Encontraría la muerte perfecta dentro de un cine. El cine ha rozado muchas muertes y de todas ellas ha escapado renacido. Sobrevivió a la televisión y al video, revivió sonoro y con tecnicolor. Y una de estas transformaciones la tuvo en 1973 con ‘Tiburón’, devolviendo los espectadores a las salas. La última entrega de los Oscar fue una ceremonia, cierto, un cruento ritual como el de ‘Apocalypse Now’. Se sacrificó en el altar al viejo dios que hizo revivir al cine hace cincuenta años y en su trono se colocaron el videojuego y el ‘tik tok’ como nuevos dioses. Hay que ver ‘Todo a la vez en todas partes’ para entender lo que escribo. Ningún cinéfilo podría haber imaginado que este producto fuera a ganar siete Oscar, los mismos que ‘La lista de Schindler’ en 1993.
‘Todo a la vez en todas partes’ no engaña desde su imposible título porque es el reflejo de nuestro tiempo de postverdad acumulada y agotadora. No engaña con su panteísmo de baratillo, su metaverso de vida burocratizada y sus temas de corazón flácido. Es el triunfo de aquel televisivo Jackass envuelto en un Matrix de saldo. Los Daniels vuelven profundo lo superficial y lo profundo se lo toman a broma sin dejar entrever más contenido que su apabullante forma.

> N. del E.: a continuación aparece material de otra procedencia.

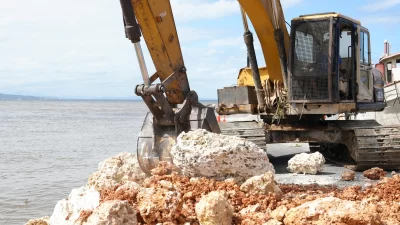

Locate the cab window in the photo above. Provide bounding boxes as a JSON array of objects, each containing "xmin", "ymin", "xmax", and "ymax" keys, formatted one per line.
[{"xmin": 360, "ymin": 31, "xmax": 370, "ymax": 65}]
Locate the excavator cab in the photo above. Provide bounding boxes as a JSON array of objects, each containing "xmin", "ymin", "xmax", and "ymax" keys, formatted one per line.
[{"xmin": 289, "ymin": 13, "xmax": 385, "ymax": 111}]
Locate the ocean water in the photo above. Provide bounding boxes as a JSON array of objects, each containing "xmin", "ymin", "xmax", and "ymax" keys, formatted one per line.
[
  {"xmin": 0, "ymin": 100, "xmax": 150, "ymax": 224},
  {"xmin": 0, "ymin": 99, "xmax": 218, "ymax": 224}
]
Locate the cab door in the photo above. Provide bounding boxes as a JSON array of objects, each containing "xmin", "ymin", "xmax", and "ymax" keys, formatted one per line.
[{"xmin": 357, "ymin": 29, "xmax": 373, "ymax": 102}]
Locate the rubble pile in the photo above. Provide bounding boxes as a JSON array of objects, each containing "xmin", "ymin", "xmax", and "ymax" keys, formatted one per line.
[{"xmin": 25, "ymin": 130, "xmax": 400, "ymax": 225}]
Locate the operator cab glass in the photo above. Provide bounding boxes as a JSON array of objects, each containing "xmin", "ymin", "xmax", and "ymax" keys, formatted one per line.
[
  {"xmin": 336, "ymin": 21, "xmax": 356, "ymax": 101},
  {"xmin": 290, "ymin": 19, "xmax": 332, "ymax": 102},
  {"xmin": 290, "ymin": 14, "xmax": 365, "ymax": 103}
]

Quiero vivir la muerte del cine en un cine, como un ‘western’ crepuscular de Ford, como el último hombre que por la calle se levantó el sombrero al paso de una señora. Hoy ya no llevamos sombrero y ese hombre acabaría en prisión. Iré más al cine consciente de su muerte, esperando como Totó la última galopada, o como Cecilia, esperando que las notas de ‘Cheek to cheek’ me lleven al séptimo cielo junto a Wilder, Lean, Lubitsch, Allen…y por supuesto, Spielberg.